Low-income urban youth methodically saved money when taught about goal-setting and given access to savings accounts and other basic banking tools, according to a report issued Tuesday about a financial education program called America Saves for Young Workers.

The program, backed by JPMorgan Chase and part of a Consumer Federation of America savings campaign, worked with 238 low-income participants ages 16-20 in eight major cities after they had completed summer jobs. In brief sessions they were taught about putting money aside, provided access to savings accounts and offered options such as direct deposit, split payments and automatic transfers between accounts. The impact on their behavior was studied from August 2015 to March 2016 by C+R Research.

Here were some of the findings:

Following their summer jobs, 58% of participants owned savings accounts, a 66% increase in ownership.

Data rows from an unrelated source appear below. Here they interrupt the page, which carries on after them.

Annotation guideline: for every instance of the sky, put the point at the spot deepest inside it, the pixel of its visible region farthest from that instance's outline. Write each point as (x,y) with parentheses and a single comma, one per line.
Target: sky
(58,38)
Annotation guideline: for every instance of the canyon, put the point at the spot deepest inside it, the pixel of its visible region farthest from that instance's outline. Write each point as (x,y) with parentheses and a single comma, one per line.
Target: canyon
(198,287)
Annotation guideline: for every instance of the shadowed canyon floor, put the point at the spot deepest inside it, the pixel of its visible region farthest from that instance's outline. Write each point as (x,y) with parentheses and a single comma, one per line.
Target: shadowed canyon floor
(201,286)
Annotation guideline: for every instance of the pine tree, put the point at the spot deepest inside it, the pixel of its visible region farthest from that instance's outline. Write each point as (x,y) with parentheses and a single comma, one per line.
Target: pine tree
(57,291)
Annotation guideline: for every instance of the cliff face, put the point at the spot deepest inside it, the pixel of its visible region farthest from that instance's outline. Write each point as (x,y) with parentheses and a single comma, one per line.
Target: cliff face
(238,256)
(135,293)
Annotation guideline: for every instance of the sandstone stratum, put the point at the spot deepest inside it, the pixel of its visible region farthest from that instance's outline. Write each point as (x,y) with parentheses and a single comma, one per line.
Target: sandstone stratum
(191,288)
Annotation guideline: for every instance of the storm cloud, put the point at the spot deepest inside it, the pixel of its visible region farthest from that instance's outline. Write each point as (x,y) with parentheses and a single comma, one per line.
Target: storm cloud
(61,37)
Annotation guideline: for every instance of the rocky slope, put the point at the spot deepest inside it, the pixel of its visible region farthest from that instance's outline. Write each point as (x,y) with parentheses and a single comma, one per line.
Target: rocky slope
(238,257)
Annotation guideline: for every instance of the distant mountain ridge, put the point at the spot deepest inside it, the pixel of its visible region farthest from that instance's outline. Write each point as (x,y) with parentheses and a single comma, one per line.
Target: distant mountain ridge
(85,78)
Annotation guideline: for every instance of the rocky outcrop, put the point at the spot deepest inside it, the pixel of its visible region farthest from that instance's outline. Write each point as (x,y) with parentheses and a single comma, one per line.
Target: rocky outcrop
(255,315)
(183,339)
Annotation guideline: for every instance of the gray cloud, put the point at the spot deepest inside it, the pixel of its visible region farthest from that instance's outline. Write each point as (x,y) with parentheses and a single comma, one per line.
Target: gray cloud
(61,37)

About three quarters of young workers were given a choice of deposit method, and an average of 66% chose direct deposit.

Participants saved an average of $400 and kept those balances relatively steady during the survey period.

Their savings rate exceeded by 34% the rate of low-income teens nationally.

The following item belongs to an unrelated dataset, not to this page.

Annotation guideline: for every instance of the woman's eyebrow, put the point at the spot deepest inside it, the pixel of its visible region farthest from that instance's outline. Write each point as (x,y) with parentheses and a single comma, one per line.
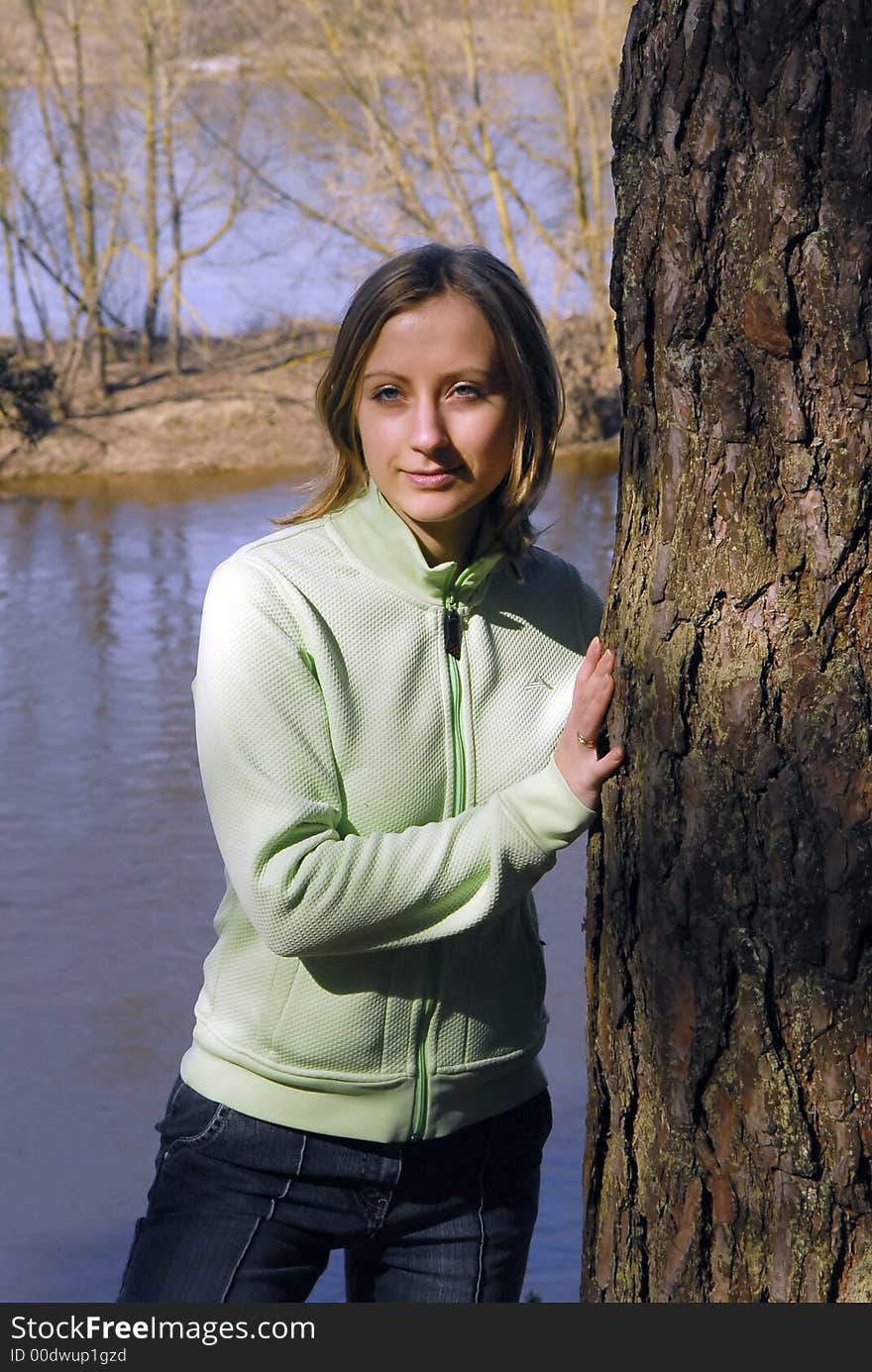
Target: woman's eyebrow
(455,372)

And 61% of the participants made a deposit eight months after their summer jobs ended though only 38% of them were formally employed.

The program was touted as a chance to teach young workers about savings at their first real jobs. "This special moment in time then becomes an opportunity for employment programs, financial institutions, and America Saves to show young workers how to save and, more importantly, help them set up the systems to save automatically," said George Barany, the director of strategic initiative for the overall America Saves campaign.